The performance tests are against a dataset of a million rows, generated from sys.all_objects.
These are the performance test results from my development machine, a Windows 7 desktop with a 4-core Skylake CPU and 32GB of RAM.
Each test is run 10 times, and you're seeing the average runtime. You can also look at the raw data if you're interested.
Test Category | Simple | Complex | Null |
---|---|---|---|
Baseline | 0.49 | 0.62 | N/A |
Match | 9.01 | 12.57 | 5.33 |
GroupMatch | 17.54 | 20.79 | |
Matches | 28.09 | 22.14 | |
Replace | 22.96 | 21.10 | |
Split | 28.00 | 23.84 |
Analysis
The SQL CLR functions are slow.
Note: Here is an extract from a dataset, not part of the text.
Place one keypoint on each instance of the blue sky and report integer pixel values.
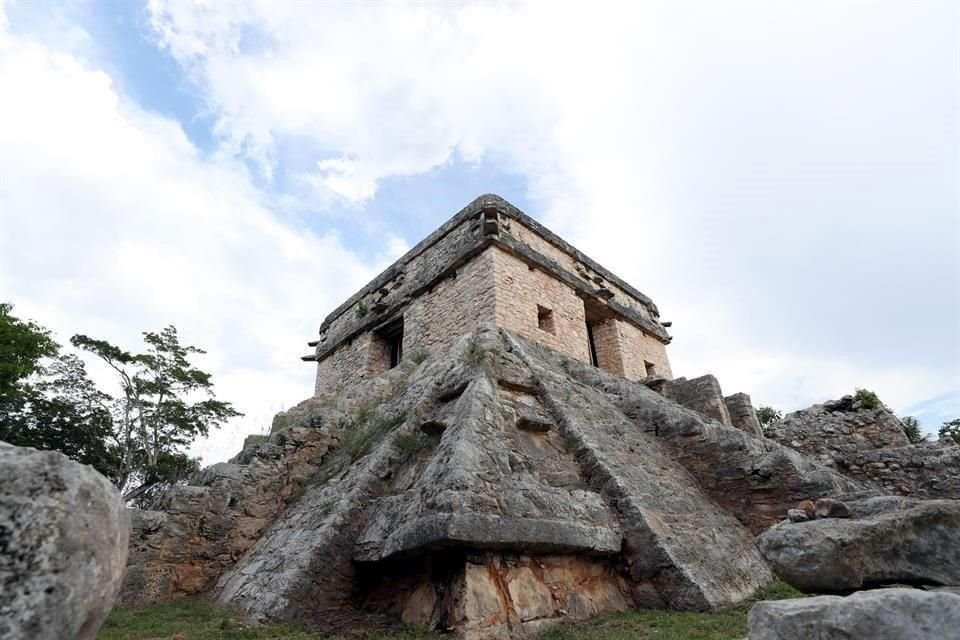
(782, 180)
Even calling the simplest function with a null value, RegexMatch(), takes ~10 times longer than the baseline query, 5 seconds vs .5 seconds. Relatively simple regular expressions are slow.
I noticed that one of the cores on my computer was consistently pegged at 100%, suggesting that the limitation was CPU. That makes sense; both the CLR and regular expressions are relatively CPU heavy.
Update, 2017-01-21 - Using static methods in the Regex() class boosts performance, up to 35% in some cases.
There are 6 perf test scripts, one per function, plus a 'baseline' script.
Test Setup
To run these tests, you'll need to have sql-server-regex installed onto a SQL Server database.
Running a Test
- Open a SQL file for a test (for example, 'perf-test-match.sql')
- The top of the script has the runtime on my development machine (a desktop with a 4-core Skylake CPU and 16GB RAM).
- Run the script
- Each test should run 10 times, and return the runtime of each.
- If any of the tests error, then something is broken/failing.